5 out of 5
Label: Data Discs
Produced by: Shaun Crook (digital remaster)
Original review is here, with this just a review of how the digital compares.
Data Discs put out their amazing vinyl edition of Yuzo Koshiro’s classic score in 2015. That edition is still amazing. I’m not a vinyl purist, but thanks to Shaun Crook’s mastering work – across all DD releases, but even more obvious when the score is the kind of genre ante-up that was SoR – the release is a nearly undeniable argument for the amazing skill required to compose these things, especially in the day when you had less memory and sounds with which to work. That is: it sounds so rich on vinyl that you can maybe forget (if you’re so inclined) that it accompanied stylized sprites beating each other up.
In 2020, maybe with some COVID time on their hands, the DD team started releasing some digital versions of albums – which they’d not been doing before – and I eagerly purchased so I could listen to this grand stuff on the go.
Now maybe I should be angry, because what I purchased is not that 2015 edition, but rather an edition remastered for digital. But I’m not angry, because in the same way that Shaun’s work in 2015 showed how great this stuff sounds on the warm, embracing medium of wax, the digital version sounds amazing in its own way.
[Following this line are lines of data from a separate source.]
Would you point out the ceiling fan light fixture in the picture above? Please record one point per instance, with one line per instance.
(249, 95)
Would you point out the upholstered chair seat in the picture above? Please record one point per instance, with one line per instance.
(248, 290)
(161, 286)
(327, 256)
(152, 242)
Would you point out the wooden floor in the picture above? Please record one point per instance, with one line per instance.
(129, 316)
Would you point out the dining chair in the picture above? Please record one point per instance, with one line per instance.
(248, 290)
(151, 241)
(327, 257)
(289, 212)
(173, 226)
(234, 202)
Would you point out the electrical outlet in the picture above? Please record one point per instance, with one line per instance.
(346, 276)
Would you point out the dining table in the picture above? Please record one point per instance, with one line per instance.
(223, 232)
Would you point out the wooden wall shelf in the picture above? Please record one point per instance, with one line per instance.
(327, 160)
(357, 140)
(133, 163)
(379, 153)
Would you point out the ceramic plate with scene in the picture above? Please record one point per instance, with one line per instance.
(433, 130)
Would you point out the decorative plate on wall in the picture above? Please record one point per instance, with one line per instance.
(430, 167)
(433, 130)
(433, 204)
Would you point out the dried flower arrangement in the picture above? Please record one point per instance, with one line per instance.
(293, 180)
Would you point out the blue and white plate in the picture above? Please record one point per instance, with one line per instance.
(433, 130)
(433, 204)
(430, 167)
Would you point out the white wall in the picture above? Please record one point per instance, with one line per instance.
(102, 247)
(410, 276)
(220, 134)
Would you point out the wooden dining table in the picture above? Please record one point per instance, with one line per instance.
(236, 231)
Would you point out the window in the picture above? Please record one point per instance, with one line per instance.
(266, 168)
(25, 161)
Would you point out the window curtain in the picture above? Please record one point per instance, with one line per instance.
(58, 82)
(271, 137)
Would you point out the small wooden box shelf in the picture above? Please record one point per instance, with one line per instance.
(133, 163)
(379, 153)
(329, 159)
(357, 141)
It has the more immediate vibe of modern music; elements that purposefully glimmered before now sparkle; lows and highs rebalanced so it sounds perfect when, say, coming through your phone and into headphones. Plus: one bonus track!
I’m not enough of an audiophile to add anything more intelligent than that to the conversation except that: this is an entirely different experience from the vinyl, while obviously being the same album. I guess there’s the possibility you dislike one remaster, but I feel that Crook knows his audience and maintains the spirit of the game; I feel that both of these – vinyl, digital – are fully worth your time.